On 4 August 2020, there was a huge explosion in the port of Beirut. The scale of the accident was so large that the damage could be seen from the satellite orbit around Earth. The European Sentinel satellites, operating under the Copernicus programme, took pictures illustrating the enormity of the damage.

Just after the explosion in the port warehouse, pictures began to circulate showing the moment of the explosion. The scale of damage in zone 0 was so big that it could even be seen from several hundred kilometres above sea level, for example on images taken by the European Sentinel-2 satellite. Such images are valuable for support rescue teams, who need very accurate and reliable information about the site.

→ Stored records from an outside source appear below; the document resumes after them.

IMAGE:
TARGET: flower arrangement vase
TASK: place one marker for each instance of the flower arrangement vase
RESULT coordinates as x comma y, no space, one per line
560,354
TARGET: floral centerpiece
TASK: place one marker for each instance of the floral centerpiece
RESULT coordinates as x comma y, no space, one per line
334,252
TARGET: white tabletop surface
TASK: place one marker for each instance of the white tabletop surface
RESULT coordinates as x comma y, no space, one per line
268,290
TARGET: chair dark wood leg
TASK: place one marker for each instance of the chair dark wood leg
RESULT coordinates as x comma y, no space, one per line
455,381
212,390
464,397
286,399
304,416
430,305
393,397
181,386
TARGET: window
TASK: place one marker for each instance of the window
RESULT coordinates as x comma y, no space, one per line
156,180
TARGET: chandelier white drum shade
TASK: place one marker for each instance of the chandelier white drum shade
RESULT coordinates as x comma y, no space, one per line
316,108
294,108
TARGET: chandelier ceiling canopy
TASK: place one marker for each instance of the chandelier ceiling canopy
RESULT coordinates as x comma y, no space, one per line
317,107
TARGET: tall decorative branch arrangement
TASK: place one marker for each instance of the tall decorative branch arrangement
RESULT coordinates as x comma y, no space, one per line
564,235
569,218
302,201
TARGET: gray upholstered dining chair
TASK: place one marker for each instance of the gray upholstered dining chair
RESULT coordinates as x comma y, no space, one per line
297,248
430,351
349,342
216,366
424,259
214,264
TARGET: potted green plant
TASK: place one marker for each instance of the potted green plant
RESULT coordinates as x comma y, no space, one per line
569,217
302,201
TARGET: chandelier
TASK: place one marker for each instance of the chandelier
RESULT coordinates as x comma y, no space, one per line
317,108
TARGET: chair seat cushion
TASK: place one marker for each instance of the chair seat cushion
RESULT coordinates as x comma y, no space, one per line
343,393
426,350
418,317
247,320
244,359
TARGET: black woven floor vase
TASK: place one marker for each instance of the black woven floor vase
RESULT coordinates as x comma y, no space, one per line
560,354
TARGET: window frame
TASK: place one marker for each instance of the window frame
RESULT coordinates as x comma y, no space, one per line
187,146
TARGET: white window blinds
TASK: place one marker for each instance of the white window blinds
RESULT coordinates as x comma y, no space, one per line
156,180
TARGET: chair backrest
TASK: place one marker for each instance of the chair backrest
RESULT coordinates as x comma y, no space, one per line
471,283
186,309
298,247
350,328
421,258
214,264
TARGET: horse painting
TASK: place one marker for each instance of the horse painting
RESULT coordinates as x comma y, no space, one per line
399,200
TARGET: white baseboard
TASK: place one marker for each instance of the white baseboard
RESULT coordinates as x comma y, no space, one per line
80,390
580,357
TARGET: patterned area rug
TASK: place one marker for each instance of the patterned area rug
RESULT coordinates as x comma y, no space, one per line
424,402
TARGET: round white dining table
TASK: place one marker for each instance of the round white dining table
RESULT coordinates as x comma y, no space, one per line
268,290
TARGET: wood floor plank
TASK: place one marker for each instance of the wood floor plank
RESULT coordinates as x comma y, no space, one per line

Not only the rescuers, but also the local authorities need data to determine which parts of the city are still safe for residents and which must definitely be closed. A lot of this information is provided by satellite imagery, which not only shows the size of the tragedy, but also provides specific data on the damage, such as possible changes in the coastline or landslides that could threaten the health and property of residents.

 

The Effects of the Explosion on Sentinel-2 Images

The satellite images before and after the explosion do not just show the scale of the infrastructural damage. Sylwia Nasiłowska, project manager at CloudFerro, which is the operator of the CREODIAS platform that provides easy access to satellite data and its processing within the Copernicus programme, explains: "By comparing images taken before and after the explosion, we can analyse the situation on site. In the first step, we compared two photos taken by the Sentinel-2 satellite. The first one is from 24 July, 11 days before the explosion. There are images available from 3 August and 29 July, but there is a slight cloudiness on them, which makes them unreliable for a comparative analysis. The next photo was taken four days after the accident, on 8 August. The combination of both images allows us to assess not just the extent of the damage: using false colour images, we can observe the presence of green plants that survived the explosion, marked in pink. This allows us to estimate the maximum scale of the explosion impact."

 

Pink is the New Green

Thanks to the Sentinel-2 false colour products available on the CREODIAS platform, it is possible to easily and quickly identify anything that has green leaves in normal light. Precise information can therefore be obtained about the flora. This is useful when analysing urban areas, especially in dry climates where there is little vegetation and the flora is a matter of particular care. The false colour products show pink shades of lawns, bushes, hedges and trees.

"Similar changes can also be observed with the Normalized Difference Vegetation Index (NDVI). This index allows us to estimate the development and condition of vegetation", says the expert from CloudFerro. "The values above 0.4, marked in the photo with a medium and dark green colour, illustrate the elements of living green. In the post-explosion situation, we see changes in the vegetation, caused by the large damage. More precise analyses show that the area affected by the explosion was even larger and that the effect was strongest in the area where the vegetation damage was the greatest."

Detailed Terrain Mapping 

The false colour and NDVI images correlate with each other when it comes to evaluating the condition of the vegetation. They allow the estimation of the amount and condition of the vegetation. The assessment of the explosion range using satellite products such as false colour and NDVI is an indirect method of damage assessment. Of course, more information is provided by VHR (very high resolution, up to 0.5 metres) photos, which allow the precise mapping of the Earth's surface.

These photos come from CREODIAS.eu – an open platform built by CloudFerro that provides cloud computing services and is the operator of this platform. CREODIAS is one of five European DIAS (Data and Information Access Services), operating under the European Earth Observation Copernicus programme. The platform enables the search, generation, analysis and processing of data from European satellites. These include real colour images (true colour) and use a range of indicators to assess the situation with regard to greenery, humidity or atmospheric composition. The CREODIAS platform also offers VHR images in the commercial model, allowing very detailed terrain mapping.